Stop the Wall reported on the ongoing massive solidarity inside Palestine and throughout Palestine for the hunger strikers, including mass demonstrations in all major cities. A day of action is scheduled for this Thursday, May 17, the one month anniversary of the launch of the mass open hunger strike, and a protest in Ramallah at Ofer Prison on Tuesday, May 15 as a Nakba commemoration/prisoner solidarity action:
Every day the support for the Palestinian hunger strikers in Israeli jails spreads, creating national unity in solidarity with their protest. As groups across Palestine show their support, it becomes more apparent how pivotal this strike is in terms of the wider struggle – it is becoming a rallying point, a symbol of national cohesion reminiscent of the Intifadas. Despite internal disputes, unity is being displayed by Palestinians across the country in the face of Israeli occupation and repression of all shows of support of the prisoners. Momentum is building on the back of the “War of Empty Stomachs”, a war being raged to gain the recognition of rights guaranteed by International Law, but denied by the Israeli occupier.
Yesterday, more than 2000 Palestinian prisoners entered their 24th day of hunger strike, with Thaer Halahla and Bilal Diab now the longest ever hunger strikers on 74 days, while 6 other prisoners have refused food for in excess of 50 and 60 days. These 8 prisoners are now at serious risk of death, starving for their right to live.
Demonstrations took place yesterday across the West Bank, under the slogan “Friday Anger: Victory for the Prisoners”, and were met with violent suppression by the Israeli Occupying Forces (IOF). Tear gas, rubber coated bullets, flash-bang grenades and foul smelling water mixed with harmful chemicals, were used to disperse protesters, showing their solidarity with their brothers and sisters in the prisons.
At the demonstration in the village of Aboud, Ramallah District, a young protestor, Majid Salah al-Barghouti (18), after having been shot in the eye had to be evacuated to hospital where his condition was described as serious.
In the town of Beit Ummar, Hebron District, the IOF had taken to the roofs in anticipation of the weekly demonstration after Friday prayers, from whence they proceeded to bombard the crowd. Khaldun Jameel Masharqa (20) was hit in the chest with a smoke bomb, and Hammad Ahmed Abu Maria (21) was hit in the hand by another. This was followed by the closure of the entrances of the town, preventing all from passing.
In Hebron thousands gathered to march the streets, ending up at a tent in the city center set up to demonstrate solidarity with the prisoners.
In Nablus there was a demonstration of around 3000 Palestinians condemning the silence of the International Community concerning the hunger strike.
At Ofer prison, a regular flashpoint with daily demonstrations, a dozen young men were shot with rubber coated bullets, with many others suffering temporary blindness and suffocation having been tear gassed.
In the areas occupied in 1948, more than 10,000 Palestinians participated in a festival of solidarity with the prisoners in the town of Kafr Kana, in the Galilee, holding up pictures of the prisoners and Palestinian flags and slogans demanding liberation of prisoners from Israeli jails. In Haifa, Palestinians closed their shops and displayed banners saying “The shops are closed because our prisoners are in danger.”
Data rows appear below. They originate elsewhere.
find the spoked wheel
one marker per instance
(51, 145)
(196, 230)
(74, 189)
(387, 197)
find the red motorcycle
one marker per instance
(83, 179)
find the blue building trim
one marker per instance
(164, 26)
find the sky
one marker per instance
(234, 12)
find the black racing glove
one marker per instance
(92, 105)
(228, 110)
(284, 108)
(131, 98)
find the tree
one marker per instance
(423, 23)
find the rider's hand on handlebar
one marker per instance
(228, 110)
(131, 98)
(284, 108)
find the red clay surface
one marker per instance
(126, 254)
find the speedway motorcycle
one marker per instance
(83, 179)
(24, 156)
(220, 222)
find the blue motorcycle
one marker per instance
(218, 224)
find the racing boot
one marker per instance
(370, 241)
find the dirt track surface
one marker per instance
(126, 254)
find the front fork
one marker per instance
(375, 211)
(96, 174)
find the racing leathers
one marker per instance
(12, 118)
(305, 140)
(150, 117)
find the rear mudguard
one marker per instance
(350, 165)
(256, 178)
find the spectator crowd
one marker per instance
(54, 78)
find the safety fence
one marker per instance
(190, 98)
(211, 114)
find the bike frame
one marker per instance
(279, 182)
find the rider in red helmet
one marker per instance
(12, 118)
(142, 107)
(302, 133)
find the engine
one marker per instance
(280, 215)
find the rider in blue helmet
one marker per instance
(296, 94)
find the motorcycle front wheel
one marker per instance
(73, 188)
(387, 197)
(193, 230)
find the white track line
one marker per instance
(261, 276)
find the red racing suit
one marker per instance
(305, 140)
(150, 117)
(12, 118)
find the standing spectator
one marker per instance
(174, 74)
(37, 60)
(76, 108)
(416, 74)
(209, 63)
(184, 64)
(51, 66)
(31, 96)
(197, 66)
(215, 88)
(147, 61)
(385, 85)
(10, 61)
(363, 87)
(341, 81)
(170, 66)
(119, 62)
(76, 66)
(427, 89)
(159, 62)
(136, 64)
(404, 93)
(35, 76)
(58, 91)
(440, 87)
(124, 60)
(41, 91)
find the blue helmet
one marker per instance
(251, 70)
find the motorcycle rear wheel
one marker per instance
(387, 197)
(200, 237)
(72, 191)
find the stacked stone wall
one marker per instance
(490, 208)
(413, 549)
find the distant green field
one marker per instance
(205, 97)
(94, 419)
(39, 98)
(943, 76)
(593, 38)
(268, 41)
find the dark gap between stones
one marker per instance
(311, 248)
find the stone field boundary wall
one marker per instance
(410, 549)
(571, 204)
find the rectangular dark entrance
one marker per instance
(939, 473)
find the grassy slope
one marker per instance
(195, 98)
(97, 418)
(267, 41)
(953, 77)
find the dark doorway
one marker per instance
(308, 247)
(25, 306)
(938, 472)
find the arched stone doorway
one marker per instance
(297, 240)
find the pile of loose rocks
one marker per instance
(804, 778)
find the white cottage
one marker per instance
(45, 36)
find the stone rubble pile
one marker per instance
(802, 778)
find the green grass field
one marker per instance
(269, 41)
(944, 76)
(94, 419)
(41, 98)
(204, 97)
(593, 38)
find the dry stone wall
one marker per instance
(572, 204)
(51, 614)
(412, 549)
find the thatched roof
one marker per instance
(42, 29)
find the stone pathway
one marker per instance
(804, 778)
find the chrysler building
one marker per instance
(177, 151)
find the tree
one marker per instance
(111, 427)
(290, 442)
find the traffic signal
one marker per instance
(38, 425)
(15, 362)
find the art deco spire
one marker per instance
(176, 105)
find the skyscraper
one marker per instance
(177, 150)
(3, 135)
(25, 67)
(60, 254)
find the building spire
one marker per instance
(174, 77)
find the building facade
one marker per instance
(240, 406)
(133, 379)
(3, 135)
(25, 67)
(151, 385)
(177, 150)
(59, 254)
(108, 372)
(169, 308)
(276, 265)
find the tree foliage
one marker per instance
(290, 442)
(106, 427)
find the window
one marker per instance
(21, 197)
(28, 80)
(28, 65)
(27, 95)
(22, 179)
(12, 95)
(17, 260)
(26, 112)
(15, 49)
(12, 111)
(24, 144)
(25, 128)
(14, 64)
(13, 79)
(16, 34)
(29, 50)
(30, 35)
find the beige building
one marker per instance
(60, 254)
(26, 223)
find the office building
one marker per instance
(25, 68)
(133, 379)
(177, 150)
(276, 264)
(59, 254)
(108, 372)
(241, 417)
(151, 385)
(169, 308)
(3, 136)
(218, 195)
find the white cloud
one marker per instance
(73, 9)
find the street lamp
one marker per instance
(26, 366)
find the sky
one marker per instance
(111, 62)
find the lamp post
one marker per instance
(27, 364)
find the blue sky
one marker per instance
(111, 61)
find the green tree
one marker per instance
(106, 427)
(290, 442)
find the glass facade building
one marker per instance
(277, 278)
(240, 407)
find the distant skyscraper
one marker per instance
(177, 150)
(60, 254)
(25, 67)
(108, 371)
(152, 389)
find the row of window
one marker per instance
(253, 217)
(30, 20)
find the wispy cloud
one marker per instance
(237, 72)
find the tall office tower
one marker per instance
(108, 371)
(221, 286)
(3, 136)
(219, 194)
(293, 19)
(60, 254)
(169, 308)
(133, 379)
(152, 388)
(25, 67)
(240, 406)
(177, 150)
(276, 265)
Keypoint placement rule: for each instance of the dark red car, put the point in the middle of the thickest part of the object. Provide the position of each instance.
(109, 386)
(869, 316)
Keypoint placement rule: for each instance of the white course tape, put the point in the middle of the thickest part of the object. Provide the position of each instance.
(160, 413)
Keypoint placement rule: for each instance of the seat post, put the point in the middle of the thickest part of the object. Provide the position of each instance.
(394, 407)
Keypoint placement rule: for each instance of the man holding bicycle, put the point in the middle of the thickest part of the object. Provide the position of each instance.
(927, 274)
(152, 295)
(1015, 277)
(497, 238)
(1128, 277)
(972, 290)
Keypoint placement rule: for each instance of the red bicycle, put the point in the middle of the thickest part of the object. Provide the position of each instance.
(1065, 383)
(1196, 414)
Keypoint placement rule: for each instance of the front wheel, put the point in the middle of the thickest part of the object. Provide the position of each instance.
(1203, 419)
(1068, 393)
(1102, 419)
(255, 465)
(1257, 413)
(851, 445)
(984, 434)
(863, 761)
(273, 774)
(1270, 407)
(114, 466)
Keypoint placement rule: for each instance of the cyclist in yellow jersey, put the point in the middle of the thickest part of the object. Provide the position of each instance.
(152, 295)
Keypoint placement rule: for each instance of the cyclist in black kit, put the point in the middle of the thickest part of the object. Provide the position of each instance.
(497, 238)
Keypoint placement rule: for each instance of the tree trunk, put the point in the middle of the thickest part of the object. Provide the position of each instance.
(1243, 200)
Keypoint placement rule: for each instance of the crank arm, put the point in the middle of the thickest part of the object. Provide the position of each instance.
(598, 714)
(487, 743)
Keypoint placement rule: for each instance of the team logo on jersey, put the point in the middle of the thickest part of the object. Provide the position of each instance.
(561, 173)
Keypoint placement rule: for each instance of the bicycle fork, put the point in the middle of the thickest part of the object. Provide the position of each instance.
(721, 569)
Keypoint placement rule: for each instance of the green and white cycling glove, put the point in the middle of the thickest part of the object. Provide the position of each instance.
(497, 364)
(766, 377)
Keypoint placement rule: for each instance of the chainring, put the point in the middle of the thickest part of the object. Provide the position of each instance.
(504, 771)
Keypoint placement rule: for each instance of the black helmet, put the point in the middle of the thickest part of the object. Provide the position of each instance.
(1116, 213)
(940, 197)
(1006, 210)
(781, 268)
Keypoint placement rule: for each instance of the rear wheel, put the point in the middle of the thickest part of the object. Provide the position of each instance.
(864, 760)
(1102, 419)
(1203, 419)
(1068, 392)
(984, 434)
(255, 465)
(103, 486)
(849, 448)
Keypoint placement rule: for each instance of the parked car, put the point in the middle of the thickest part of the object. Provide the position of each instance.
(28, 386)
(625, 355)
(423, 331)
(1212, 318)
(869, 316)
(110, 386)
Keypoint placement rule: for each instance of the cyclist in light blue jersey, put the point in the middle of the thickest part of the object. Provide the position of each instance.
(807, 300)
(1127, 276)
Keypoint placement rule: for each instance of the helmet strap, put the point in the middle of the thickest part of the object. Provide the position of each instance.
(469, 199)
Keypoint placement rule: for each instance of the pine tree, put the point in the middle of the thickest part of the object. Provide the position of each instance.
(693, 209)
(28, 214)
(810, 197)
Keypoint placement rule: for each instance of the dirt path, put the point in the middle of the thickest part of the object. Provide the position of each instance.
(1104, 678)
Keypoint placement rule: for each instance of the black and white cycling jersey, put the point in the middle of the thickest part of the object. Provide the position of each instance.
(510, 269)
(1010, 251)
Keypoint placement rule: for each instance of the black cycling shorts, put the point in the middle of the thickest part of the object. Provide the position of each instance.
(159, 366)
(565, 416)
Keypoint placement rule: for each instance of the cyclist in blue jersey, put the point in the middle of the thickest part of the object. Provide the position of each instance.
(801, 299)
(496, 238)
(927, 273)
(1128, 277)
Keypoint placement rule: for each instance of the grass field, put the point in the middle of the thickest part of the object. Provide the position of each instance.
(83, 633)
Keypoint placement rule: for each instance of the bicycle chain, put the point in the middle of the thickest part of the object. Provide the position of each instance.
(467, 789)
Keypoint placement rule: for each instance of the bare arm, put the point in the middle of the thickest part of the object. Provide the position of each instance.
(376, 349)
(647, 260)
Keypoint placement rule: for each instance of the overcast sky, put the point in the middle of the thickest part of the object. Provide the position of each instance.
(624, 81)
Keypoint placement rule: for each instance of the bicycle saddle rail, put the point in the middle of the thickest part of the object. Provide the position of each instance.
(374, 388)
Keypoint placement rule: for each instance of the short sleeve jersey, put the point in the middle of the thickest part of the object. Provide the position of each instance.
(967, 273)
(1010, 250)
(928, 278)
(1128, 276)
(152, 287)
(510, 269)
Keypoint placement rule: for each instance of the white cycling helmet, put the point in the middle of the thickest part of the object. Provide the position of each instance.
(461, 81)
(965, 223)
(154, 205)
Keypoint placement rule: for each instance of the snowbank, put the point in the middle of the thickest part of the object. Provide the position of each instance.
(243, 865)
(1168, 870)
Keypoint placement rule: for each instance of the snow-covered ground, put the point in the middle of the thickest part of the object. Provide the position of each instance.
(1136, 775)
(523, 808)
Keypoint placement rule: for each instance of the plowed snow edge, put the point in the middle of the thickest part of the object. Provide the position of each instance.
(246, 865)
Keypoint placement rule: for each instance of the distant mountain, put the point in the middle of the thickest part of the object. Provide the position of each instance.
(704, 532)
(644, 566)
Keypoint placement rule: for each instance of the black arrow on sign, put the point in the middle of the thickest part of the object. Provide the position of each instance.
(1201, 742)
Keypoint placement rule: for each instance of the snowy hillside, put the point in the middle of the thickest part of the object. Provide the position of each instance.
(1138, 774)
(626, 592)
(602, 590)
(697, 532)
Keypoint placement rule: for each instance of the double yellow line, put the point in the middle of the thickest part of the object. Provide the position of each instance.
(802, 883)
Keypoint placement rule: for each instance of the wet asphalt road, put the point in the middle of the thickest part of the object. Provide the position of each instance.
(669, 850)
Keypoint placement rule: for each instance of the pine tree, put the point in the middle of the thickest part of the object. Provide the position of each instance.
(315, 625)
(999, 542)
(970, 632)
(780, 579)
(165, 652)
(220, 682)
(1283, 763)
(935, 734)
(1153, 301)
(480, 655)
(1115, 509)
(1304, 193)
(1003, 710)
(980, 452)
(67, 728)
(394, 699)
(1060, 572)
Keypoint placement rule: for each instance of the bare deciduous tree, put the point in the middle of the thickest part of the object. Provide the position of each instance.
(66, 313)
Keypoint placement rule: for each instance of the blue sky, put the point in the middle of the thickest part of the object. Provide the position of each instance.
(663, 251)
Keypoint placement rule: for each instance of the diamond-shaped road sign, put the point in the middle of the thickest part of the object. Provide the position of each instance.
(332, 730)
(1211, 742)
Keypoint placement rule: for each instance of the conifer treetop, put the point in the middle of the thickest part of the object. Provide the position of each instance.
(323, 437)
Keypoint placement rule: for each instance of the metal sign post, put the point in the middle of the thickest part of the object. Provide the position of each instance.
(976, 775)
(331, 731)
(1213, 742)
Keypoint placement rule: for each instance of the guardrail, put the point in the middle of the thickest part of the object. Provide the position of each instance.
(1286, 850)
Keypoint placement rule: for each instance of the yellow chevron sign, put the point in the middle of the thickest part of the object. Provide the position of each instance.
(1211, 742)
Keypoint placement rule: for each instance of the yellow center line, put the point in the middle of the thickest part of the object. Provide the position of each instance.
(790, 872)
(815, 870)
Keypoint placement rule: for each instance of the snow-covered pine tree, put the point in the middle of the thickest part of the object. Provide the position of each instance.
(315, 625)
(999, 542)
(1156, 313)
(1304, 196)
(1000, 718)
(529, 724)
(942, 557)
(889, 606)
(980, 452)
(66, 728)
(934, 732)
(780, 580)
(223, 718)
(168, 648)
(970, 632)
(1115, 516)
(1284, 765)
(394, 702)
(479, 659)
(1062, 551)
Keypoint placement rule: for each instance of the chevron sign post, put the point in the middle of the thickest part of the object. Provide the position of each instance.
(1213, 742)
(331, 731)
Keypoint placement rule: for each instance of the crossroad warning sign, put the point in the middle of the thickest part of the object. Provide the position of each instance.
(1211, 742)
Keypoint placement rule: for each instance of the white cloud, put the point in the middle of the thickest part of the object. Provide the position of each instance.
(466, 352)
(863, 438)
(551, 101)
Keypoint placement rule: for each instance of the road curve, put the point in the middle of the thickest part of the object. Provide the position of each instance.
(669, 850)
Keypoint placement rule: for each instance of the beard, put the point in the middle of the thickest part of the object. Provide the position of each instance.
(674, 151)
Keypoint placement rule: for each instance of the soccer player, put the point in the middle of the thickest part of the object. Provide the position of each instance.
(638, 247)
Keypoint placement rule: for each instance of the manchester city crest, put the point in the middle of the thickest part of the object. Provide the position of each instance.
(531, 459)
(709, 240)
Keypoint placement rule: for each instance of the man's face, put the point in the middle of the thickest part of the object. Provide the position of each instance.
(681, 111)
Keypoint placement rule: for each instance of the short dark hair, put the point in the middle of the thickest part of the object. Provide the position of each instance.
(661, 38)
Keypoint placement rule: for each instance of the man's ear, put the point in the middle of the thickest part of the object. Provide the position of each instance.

In Jerusalem, hundreds of Jerusalemites participated in a rally including prisoners’ families as well as actors and representatives of national institutions. The scene was filled with Palestinian flags, pro-prisoner and anti-occupation slogans amid tight security imposed by the occupation forces, with significant elements of the police, border guards and special units in attendance. The protestors took to the streets, rendezvousing with other activists before marching on the headquarters of the International Committee of the Red Cross.
Demonstrations have been taking place daily across the whole of the occupied territories in solidarity with the prisoners, and this trend is likely to continue as the struggle in the prisons goes on.